His first wife, Norma Kathryn Macleod, a teacher, died in 1987, leaving Kaye as the primary caregiver for his son, a role Alfred said his father embraced.
Kaye later married Deborah Reifman, the Daily News librarian.
Kaye’s politics were varying and sometimes evolving — which he described as radical centrism. At times, he sounded like a white middle-class, anti-government Valley conservative, but police misconduct toward people of color outraged him.
In a column after he left the Daily News, he described the early Los Angeles Police Department as “a crew of paid goons serving the interests of the rich and powerful who hired them to enforce the thin line between those who mattered and those who didn’t.”
His Daily News relentlessly covered the issues around the police beating of Rodney King and the Rampart police corruption scandal, winning sometimes grudging admiration from The Times.
At the Daily News, where he sometimes walked around the newsroom banging a cowbell, his outsized personality — sometimes bordering on bombast — fit the bill.

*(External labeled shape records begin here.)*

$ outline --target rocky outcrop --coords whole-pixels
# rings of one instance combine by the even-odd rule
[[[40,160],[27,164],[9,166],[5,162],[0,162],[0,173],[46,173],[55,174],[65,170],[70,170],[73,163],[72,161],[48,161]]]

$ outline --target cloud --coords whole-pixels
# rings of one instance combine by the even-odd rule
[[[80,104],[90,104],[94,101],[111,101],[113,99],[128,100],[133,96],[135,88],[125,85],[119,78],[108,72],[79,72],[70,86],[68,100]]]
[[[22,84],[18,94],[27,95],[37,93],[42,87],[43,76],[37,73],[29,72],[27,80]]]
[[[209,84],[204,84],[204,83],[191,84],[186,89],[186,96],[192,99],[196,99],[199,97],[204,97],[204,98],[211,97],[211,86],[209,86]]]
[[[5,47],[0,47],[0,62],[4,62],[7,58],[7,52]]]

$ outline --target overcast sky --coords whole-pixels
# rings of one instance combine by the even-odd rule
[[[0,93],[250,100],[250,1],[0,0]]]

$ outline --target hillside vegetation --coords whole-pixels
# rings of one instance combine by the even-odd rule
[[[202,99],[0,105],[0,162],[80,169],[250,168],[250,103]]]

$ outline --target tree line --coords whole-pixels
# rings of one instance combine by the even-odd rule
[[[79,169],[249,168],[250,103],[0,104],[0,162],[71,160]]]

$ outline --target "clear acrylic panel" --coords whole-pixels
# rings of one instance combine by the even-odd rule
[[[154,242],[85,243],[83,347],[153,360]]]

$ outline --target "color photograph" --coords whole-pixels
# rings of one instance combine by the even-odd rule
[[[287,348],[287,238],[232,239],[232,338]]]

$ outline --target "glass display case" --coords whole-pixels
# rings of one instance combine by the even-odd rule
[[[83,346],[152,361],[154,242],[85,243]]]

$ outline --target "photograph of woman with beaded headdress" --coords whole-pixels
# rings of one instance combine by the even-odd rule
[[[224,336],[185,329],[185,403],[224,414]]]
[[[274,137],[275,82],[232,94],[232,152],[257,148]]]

Journalist Sara Catania recalled her job interview, sitting in Kaye’s office, in 1995.
“I heard for the first time what I came to consider his ten-minute stump speech on the arrogance of The Times, its self-aggrandizement, its laziness,” Catania wrote in a 2008 blog that she reposted after learning of Kaye’s death. “Those were pre-blogging, pre-Internet, pre-everybody’s-got-an-opinion-worth-hearing days. I’d never heard anyone speak with such blanket disregard for The Times, and it was great, forbidden fun.”
At the time, Catania had just left a junior reporter position at The Times in the Ventura County bureau.
“‘So, what do you say to that?’” she said Kaye demanded after his diatribe.
She replied that her coverage for The Times kicked the butt of the competing Daily News reporter on a regular basis.
Kaye laughed and offered her a job.
Kaye fumed when reporter Greg Gittrich told him of his intention to accept a full scholarship to Columbia University rather than continuing to deliver scoops on the scandal-plagued Belmont Learning Complex high school construction project.
“‘You don’t go to a fancy school to study journalism,’ he yelled,” Gittrich recalled in a post on Kaye’s Facebook page.
“This story could be once in a lifetime!” Kaye said to him. “This story is why people go to schools like Columbia — for a chance to cover something like this.”
Gittrich stayed and continued to do important work. Although he departed after 16 months, he never entirely left Kaye behind: “He was like a father to me.”
After leaving the Daily News, Kaye found a voice writing under his own byline for various publications and tried to organize grassroots coalitions to foster civic engagement. He moved to Connecticut in 2021 to be close to his son’s family.
In addition to his wife and son, Kaye is survived by two grandchildren.